Silently, numb, her mind a blank hum, she stepped into it. The fabric was cold. He pulled it up, his knuckles brushing the sensitive skin of her sides, leaving trails of fire. He turned her around again, his hands on her shoulders. He found the zipper and drew it up in one slow, smooth motion. His fingers lingered for a second at the nape of her neck, right at the base of her skull, where he had first pulled her hair free. The touch was a whisper. A comma in a sentence that had no end.
That touch was worse than anything that had come before. It was care. It was a quiet attention that held no demand. It was the final, shattering blow to her system. A cruel or greedy stranger she could have dismissed with contempt. A man who looked at her with seeing eyes, who took her apart and then put her dress back on with careful hands was something she had no defense against. It cracked something open deep inside her chest, a depth of pure, unmanageable feeling.

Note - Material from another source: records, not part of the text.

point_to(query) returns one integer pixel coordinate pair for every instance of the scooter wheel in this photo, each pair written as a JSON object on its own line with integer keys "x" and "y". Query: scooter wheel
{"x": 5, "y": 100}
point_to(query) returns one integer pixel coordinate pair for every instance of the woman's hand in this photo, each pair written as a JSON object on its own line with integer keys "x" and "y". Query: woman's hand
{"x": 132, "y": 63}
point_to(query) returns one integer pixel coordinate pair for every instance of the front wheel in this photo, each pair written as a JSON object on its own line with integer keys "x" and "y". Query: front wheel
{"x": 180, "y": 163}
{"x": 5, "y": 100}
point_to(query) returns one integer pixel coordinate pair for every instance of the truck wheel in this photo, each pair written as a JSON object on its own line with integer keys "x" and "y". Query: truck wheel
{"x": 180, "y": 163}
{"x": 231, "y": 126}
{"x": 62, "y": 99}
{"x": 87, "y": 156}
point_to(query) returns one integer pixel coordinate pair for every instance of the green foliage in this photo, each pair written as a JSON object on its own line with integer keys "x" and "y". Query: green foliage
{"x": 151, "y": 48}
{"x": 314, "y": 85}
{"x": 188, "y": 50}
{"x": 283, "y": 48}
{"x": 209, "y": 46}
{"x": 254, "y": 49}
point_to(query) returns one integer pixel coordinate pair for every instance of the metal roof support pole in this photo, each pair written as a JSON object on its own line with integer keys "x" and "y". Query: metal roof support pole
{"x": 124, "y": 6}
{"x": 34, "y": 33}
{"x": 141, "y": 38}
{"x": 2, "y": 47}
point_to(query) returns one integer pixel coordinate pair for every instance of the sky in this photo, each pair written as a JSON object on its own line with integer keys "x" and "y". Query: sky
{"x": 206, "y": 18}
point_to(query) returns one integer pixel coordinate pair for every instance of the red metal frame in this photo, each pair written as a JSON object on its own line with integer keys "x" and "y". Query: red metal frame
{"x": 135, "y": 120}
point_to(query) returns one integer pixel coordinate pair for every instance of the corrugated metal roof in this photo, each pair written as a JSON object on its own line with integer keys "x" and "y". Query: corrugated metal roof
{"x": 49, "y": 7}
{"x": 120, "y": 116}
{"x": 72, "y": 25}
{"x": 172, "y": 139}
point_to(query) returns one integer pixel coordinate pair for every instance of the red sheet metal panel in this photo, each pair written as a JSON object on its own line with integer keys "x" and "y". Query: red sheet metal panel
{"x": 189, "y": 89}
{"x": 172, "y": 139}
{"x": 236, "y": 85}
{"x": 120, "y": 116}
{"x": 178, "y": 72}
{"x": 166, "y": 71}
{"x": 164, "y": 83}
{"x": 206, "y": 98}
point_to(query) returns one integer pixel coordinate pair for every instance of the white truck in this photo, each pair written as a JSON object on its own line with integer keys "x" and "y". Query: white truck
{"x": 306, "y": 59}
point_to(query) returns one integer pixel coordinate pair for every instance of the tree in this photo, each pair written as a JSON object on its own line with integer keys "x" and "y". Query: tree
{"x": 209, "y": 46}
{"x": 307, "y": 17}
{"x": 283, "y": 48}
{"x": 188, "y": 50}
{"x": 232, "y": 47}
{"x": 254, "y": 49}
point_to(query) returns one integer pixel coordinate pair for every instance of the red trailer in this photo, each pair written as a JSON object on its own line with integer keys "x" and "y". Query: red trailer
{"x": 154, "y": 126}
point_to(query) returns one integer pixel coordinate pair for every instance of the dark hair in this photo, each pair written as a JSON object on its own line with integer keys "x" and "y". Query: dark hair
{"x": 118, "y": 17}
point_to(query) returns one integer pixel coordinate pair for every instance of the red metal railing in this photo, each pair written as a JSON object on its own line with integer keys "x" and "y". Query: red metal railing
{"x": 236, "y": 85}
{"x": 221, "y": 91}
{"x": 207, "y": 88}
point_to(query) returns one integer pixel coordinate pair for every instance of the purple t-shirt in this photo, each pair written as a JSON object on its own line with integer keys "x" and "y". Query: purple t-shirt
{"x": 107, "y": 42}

She couldn’t look at him. If she met those clear, awake eyes now, she would fracture into a thousand unsalvageable pieces. She ducked her head, a prisoner avoiding a warden’s gaze, and pushed past the heavy velvet curtain.
The noise and the cheap, yellow light of the bar hit her like a slap. Laughter, a shouted joke, the tinny chorus of a song from the radio. It all felt fake and garish, a painted curtain over the real world she’d just left behind. She didn't walk. Her legs, shaky and weak, broke into a run. She weaved through the maze of tables, a blur of black, past the bartender who paused, glass in hand, his face a puzzle of confusion.
She hit the night air, cold and sharp as a knife. She ran. She ran until the burn in her lungs matched the riot in her chest, until the streetlights blurred into streaks of gold. She ran, trying to outrun the phantom feeling of his hand on her back, the echo of his breath in her ear, the terrifying, unwanted warmth of his care. She had gotten what she wanted. The Hunger was gone, satiated.
But she had given something away in that dark room, something she didn’t even know she still possessed. A piece of her long buried self. And as she ran into the indifferent night, she had no idea how, or if, she could ever get it back.